In some perverse way perhaps Eddie is right. The mind boggles at the idea. But just imagine if it actually is true that Titus has functioned well all summer because he has got his energy from Eddie? All that time he has been under the impression that it is his actual work with The Best Book in the World that has kept him away from the hard stuff, but he can’t deny that the idea cropped up when he was boozing with Eddie. What if he was really charging up with a load of energy from Eddie then? And at the same time emptying Eddie!

He stares in front of him, glares at the shelves filled with the best alcohol, tobacco and snacks in the world. Is he in his true element now? He feels empty inside.

He thinks about those young people who wanted his autograph at Södra Teatern. What did they say? That they had became a couple because of him? That he had given them love… Had he really been infected with Eddie’s ability to give love? Could he, Titus Jensen, have given love to those young people…?

No, it’s an impossible equation. He can never become Eddie X, and Eddie X can never become Titus Jensen.

The craving washes over him again. Just one glass of whisky – that would make him see clearly again. He must test who he really is. Is he the new energy-creating Titus or is he the same old drunk of a writer that he always has been? If he tastes the whisky, he’ll have the answer. He will either pass the test and put the glass aside once and for all, or he will get totally sloshed as usual.

The cognitive behavioural pattern makes one more attempt to save Titus. The mantra chants repetitively in his head: better to be obsessed than dependent, better to be obsessed than dependent. But it sounds more feeble than obsessed. When he tries to find the reward image of himself on that soft woman’s breast, he can only see a toothless tramp with a grey beard who laughs scornfully at him. The old wreck has lain down on top of a woman who sobs vainly and has turned her face away. Titus waves his hand in the air in front of his eyes but this figment of his imagination won’t disappear. The man stretches up a bony and filthy hand in the air holding a mug of cloudy beer. The man says something. Have a glass, brother Titus! You have earned it. Cheers, damn it!

‘He’ll soon sign the paper, you wait and see,’ says Eddie, and grins under the light bulb above the kitchen table.

‘I really hope you’re right,’ answers Lenny.

‘Yeah, for sure, he’ll soon be himself again. And then everything will be business as usual.’

Lenny looks at Eddie with a sorrowful expression.

‘Nothing can ever be the same after this.’

‘Of course it can,’ hisses Eddie. ‘Who we are and how we are regarded is a zero-sum game. One man’s loss is another man’s gain. I’ll soon be the usual Eddie X again, and you the same old Tourette’s-Lenny. And Titus, he is Titus. A fucking booze-hound.’

‘Stop, I’m not sure I want to be a part of this any longer…’

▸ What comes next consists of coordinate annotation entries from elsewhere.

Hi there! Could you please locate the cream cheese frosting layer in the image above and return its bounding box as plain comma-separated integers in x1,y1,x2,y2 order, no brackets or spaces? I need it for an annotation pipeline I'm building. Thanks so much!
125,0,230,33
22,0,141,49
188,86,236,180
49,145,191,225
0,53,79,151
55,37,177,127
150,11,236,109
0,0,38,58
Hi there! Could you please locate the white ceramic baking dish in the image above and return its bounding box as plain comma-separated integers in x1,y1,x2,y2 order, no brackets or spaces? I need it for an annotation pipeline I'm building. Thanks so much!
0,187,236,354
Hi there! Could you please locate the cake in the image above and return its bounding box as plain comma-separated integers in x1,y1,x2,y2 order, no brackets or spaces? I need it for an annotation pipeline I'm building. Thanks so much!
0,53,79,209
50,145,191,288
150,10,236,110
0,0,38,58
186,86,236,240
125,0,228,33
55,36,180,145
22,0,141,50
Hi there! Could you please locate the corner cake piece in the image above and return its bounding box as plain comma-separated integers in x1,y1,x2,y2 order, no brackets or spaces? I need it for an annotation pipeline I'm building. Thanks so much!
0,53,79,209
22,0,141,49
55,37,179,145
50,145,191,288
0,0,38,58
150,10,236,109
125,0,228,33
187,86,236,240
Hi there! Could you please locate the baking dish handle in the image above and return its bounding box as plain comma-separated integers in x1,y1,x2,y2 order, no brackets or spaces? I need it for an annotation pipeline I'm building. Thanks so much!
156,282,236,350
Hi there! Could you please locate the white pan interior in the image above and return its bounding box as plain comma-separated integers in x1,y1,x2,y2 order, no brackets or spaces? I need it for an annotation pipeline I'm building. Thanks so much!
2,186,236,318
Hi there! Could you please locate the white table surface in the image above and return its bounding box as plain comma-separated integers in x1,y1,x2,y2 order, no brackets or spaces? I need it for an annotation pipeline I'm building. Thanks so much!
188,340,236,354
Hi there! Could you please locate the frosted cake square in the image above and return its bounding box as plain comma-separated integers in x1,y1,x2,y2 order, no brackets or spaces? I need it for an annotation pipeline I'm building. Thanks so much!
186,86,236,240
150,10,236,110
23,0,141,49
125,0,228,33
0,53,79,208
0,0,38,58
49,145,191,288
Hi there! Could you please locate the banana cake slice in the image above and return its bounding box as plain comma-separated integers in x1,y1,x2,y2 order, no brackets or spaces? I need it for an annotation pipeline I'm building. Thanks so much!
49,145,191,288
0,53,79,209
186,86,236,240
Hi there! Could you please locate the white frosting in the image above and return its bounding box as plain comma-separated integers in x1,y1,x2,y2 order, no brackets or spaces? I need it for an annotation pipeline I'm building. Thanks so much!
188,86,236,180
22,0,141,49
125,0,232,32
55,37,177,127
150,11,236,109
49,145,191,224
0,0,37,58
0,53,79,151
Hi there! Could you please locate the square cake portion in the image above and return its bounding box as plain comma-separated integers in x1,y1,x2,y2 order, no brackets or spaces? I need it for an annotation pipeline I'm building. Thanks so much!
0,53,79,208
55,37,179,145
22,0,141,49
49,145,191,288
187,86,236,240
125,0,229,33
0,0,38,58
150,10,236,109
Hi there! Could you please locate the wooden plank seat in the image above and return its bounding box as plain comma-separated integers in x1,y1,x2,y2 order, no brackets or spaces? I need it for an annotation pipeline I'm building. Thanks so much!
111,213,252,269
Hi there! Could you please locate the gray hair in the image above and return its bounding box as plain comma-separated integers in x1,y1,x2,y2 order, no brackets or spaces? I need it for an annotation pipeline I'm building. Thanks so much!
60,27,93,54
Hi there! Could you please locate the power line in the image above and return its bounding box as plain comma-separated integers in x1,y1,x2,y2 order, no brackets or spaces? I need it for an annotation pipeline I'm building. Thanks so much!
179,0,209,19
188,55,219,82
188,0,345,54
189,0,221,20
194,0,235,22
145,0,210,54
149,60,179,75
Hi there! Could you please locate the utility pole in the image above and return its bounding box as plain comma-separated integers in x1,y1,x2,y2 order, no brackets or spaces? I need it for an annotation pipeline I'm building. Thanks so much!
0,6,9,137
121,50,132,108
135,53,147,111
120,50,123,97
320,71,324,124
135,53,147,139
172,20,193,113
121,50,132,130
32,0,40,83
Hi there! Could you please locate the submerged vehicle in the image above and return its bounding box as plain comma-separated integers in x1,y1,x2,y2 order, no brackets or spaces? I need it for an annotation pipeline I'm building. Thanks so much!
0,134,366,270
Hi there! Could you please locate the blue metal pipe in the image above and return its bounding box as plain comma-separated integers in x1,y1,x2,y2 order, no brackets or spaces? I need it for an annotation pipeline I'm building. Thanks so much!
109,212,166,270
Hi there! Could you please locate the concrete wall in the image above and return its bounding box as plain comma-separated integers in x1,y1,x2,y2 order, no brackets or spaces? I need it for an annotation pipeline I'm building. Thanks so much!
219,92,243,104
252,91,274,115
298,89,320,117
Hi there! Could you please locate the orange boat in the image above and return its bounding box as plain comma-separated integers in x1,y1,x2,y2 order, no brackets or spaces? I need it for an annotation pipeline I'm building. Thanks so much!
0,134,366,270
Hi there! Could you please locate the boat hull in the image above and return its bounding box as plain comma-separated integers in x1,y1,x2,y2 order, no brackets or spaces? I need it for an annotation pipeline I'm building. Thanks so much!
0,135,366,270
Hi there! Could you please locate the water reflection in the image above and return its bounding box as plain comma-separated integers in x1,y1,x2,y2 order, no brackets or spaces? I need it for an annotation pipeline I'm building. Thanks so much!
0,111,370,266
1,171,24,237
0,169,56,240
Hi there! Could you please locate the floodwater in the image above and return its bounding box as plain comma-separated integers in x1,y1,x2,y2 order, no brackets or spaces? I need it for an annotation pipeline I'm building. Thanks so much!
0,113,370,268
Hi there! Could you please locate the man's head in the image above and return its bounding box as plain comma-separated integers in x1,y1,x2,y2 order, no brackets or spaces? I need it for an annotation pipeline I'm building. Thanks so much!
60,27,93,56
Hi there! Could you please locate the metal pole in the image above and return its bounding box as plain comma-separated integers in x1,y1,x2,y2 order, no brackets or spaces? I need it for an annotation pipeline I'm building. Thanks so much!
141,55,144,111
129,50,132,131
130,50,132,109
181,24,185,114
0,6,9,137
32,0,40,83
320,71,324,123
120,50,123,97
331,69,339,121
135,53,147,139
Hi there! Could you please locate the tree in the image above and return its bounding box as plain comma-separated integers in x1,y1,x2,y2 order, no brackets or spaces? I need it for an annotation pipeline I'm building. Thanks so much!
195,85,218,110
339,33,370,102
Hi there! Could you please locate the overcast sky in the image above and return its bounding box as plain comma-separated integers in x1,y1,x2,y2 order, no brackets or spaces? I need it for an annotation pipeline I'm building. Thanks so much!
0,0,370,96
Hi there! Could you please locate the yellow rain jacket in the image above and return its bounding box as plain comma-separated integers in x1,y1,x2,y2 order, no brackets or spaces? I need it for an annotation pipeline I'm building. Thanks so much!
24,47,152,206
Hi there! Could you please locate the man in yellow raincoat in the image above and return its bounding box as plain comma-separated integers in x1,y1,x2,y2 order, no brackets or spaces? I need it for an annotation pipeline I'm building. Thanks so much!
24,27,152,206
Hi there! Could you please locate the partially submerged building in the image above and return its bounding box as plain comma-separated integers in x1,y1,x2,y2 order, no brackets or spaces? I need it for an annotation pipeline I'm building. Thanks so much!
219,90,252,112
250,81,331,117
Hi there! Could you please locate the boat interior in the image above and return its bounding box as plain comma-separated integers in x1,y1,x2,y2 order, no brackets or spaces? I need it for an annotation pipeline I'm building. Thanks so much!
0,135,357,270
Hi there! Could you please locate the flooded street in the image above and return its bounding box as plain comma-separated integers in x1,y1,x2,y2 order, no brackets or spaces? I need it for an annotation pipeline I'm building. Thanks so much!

‘You what? Stop pretending to be scrupulous, damn it, it doesn’t suit you. Why are you here in that case, if I may ask?’

‘You know why.’

‘There you are then.’

‘But I don’t know if I care any more…’

‘Hahaha! So you want to live the rest of your life as a bluff? “Do you remember Lenny, the guy who was the rock star in The Tourettes? But who was just a fake.” What, is that how you want to go down in history?’

‘No… but it’s all this stuff with Titus. What if he never comes back? I think we’re going too far.’

‘I’ll go just as far as I must to get that damned thief to admit his guilt,’ says Eddie with clenched teeth.

‘And then what?’ wonders Lenny with a sad sigh. He is weighed down by the thought that his friendship with Eddie has been seriously dented. Carrying out crimes together creates a bond between people, but it wouldn’t be right to call it friendship. They were friends before, close friends. They went on tour together, partied together, and spent boring weekdays together. They know all about each other’s strengths and weaknesses, there was a mutual respect that made them strong and self-secure. It was a friendship that bordered on love. They felt happy deep inside from the presence of each other. But now that friendship had been transformed into a state of dependence. Lenny still hopes that there are values that haven’t been smashed to bits, something upon which they perhaps can build up a completely new friendship when all this is over.